I don’t really know how to adequately describe this place… it was incredible, very impressive, awe-inspiring, yada-yada-yada. The photos don’t do it justice, and you could never appreciate the scale of things until you’ve stood there yourself under the towering Lu She Na buddha.
The East Bank
As you cross the bridge to the east bank you get the perfect panoramic view of the west side and its honeycomb carvings. While this side isn’t as impressive, you can still explore the museum and a number of smaller caves hidden in the hills. Follow the river north eventually you’ll come to the Xiang Shan Temple, and finally to Bai Juyi Tomb and Garden. From there it’s a short walk back across the river to the entrance, where you’ll be able to flag down a taxi to take you back to your hostel or hotel for another ¥20.
The Shaolin Monastery
I thought this place, also known as the Shaolin Temple, was as famous as the Terracotta Warriors or the Forbidden City, but it turns out hardly anyone has heard of it.

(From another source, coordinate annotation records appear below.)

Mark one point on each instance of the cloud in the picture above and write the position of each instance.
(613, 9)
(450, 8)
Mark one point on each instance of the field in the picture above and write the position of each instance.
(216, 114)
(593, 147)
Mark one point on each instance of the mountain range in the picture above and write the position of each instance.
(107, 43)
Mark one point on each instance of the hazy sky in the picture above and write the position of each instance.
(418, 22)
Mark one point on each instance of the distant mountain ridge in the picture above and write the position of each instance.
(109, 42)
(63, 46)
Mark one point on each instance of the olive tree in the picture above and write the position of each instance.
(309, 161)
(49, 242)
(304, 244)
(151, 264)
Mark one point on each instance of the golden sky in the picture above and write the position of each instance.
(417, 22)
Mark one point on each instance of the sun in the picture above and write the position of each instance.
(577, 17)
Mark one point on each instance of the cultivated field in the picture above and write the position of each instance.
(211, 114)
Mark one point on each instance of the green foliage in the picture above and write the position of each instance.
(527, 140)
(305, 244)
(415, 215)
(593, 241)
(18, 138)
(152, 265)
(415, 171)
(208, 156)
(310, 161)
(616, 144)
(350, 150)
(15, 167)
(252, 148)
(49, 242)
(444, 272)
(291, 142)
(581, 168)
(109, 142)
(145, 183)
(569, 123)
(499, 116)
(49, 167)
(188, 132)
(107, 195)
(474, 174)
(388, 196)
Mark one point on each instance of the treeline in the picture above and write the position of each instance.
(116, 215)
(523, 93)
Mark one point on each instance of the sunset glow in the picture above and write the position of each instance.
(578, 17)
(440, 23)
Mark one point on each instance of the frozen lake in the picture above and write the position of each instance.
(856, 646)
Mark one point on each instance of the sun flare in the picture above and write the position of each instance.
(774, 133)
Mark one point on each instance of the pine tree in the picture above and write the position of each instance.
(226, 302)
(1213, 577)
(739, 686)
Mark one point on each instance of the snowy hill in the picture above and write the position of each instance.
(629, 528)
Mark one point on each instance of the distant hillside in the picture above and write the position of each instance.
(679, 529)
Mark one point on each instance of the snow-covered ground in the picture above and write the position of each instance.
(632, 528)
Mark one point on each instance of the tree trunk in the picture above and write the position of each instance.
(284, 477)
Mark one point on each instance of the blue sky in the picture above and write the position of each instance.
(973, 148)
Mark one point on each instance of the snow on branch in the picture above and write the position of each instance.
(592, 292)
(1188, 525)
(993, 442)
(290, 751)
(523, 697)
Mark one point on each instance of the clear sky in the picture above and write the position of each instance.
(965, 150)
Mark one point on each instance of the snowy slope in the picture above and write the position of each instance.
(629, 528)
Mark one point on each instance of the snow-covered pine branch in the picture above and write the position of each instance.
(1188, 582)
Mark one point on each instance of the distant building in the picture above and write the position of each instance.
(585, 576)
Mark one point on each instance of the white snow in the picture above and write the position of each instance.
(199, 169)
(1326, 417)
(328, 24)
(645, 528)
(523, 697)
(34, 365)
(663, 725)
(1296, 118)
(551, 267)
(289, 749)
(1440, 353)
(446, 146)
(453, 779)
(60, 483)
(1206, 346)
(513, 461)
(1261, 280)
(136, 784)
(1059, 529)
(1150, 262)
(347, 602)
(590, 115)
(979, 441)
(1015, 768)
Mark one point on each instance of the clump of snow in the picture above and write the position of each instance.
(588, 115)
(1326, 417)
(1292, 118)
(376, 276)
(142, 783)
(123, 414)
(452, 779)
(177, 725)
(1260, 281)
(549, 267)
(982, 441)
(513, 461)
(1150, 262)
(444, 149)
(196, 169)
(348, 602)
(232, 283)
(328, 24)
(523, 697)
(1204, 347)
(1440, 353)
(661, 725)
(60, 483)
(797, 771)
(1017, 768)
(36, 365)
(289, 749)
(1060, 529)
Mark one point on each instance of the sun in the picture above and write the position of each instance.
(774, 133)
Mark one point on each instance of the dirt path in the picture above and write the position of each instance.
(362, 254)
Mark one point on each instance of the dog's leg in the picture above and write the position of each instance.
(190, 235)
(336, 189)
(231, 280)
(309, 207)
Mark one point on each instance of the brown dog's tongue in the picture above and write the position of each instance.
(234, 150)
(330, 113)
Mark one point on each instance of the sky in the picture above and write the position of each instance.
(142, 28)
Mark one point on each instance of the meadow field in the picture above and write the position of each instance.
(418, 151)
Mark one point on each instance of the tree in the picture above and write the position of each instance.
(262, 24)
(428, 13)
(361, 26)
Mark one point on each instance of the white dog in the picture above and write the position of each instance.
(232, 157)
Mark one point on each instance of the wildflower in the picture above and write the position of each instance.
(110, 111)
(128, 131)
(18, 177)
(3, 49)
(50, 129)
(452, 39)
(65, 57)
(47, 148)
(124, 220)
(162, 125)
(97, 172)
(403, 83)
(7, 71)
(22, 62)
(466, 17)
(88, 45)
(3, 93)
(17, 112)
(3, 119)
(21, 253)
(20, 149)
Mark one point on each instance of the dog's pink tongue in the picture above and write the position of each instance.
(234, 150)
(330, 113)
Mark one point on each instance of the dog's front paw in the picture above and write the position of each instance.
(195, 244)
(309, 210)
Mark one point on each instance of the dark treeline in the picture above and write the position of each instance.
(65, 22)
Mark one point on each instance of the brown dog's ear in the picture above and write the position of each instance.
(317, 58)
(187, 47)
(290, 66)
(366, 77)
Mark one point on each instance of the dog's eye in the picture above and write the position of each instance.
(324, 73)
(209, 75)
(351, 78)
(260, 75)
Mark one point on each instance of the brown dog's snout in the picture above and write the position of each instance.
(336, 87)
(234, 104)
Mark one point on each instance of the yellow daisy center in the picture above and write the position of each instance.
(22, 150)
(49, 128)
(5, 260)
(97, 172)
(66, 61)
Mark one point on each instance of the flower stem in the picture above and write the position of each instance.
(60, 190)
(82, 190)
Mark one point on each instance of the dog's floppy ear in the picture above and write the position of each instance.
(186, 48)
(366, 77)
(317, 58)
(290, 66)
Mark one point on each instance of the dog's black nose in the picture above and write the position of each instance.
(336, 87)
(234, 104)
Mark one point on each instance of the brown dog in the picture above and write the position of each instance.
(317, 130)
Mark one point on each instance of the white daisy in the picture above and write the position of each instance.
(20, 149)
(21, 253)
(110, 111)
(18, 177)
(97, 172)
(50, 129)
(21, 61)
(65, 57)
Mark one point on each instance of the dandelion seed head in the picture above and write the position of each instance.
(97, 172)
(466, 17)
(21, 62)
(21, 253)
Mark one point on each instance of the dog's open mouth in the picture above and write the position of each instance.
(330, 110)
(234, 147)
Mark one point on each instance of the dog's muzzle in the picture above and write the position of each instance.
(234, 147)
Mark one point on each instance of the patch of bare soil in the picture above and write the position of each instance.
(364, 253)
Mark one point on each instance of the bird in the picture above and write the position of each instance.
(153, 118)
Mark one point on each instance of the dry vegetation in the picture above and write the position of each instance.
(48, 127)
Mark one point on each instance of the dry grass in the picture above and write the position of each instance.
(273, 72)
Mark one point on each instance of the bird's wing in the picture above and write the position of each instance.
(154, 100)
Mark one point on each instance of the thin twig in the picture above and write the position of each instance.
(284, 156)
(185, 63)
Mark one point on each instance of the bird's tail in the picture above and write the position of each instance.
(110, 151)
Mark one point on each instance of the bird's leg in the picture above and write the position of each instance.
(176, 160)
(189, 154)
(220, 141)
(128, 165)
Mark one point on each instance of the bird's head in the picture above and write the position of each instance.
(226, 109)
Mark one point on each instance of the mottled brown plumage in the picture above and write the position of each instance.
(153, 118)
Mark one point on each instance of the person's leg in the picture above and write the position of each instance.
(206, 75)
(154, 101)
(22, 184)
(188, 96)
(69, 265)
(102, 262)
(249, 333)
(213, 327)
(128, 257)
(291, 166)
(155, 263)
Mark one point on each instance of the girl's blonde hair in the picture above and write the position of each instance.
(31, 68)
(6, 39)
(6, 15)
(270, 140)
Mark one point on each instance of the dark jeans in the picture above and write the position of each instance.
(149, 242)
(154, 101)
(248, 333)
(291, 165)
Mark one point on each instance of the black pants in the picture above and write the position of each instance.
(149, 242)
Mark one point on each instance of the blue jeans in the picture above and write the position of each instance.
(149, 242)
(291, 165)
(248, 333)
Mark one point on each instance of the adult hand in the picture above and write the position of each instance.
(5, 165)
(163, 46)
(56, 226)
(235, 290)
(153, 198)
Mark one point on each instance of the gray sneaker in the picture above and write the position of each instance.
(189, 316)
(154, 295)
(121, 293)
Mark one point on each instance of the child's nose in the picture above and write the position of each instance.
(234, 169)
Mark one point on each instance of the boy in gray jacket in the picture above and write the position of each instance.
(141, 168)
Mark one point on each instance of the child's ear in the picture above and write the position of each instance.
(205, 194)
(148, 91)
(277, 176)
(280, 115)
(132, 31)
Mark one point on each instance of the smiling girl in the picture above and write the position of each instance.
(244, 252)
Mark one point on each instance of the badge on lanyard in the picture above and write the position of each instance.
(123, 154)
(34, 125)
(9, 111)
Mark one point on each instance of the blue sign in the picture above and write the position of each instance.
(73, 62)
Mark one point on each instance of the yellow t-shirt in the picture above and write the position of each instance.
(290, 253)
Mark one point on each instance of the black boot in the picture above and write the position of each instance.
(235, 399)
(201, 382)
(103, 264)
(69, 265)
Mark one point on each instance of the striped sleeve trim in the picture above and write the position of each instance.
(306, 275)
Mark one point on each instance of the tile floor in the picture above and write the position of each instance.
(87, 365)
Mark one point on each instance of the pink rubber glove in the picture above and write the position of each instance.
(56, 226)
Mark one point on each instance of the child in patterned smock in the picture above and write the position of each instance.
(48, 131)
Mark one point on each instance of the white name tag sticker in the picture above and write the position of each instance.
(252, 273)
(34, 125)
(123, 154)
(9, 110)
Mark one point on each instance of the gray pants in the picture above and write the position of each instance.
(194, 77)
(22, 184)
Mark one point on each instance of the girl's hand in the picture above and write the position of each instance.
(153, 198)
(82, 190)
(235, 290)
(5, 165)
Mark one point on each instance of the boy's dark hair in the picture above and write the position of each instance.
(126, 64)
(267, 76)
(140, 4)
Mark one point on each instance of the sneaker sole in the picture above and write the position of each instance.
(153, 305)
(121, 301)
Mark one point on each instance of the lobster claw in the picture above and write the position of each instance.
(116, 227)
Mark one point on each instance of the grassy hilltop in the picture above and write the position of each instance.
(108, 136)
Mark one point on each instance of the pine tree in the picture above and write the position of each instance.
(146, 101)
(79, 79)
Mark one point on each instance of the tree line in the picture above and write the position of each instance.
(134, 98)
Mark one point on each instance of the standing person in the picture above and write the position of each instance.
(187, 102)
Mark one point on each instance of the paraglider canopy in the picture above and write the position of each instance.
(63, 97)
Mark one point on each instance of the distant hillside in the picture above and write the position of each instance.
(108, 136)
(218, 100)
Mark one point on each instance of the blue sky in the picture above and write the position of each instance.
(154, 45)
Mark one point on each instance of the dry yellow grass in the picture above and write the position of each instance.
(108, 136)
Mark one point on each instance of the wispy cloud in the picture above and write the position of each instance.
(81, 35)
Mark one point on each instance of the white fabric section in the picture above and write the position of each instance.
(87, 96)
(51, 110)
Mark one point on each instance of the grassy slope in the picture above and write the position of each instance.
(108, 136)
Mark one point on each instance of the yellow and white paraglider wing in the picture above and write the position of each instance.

What’s wrong with you people? Haven’t you ever seen a kung-fu movie? This UNESCO World Heritage Site is the main temple of the Shaolin school of Buddhism, and it’s absolutely worth a visit.
You can spend an entire day strolling through the grounds of this huge complex, watching the young monks train in their deadly yet beautiful form of martial arts while also exploring many temples and the Forest of Steles. It might be cheesy, but one of the main draws was the Kung Fu Show. It’s on a few times a day and features some of their best students fighting with such grace, and bending their bodies into impossible positions while they do it.
To get here from Luoyang, make your way to the Central Bus Station (outside the Luoyang Railway Station) and you can catch one of many local buses heading towards Dengfeng, just tell the driver you want to get off at Shaolin Temple. Coming home is even easier, you can pretty much hop on any bus leaving the car parks outside the main gate, before you even get to the road. The bus tickets were ¥20 ($2.75) each way, and entrance cost ¥80 ($11.60) which is actually quite reasonable for China.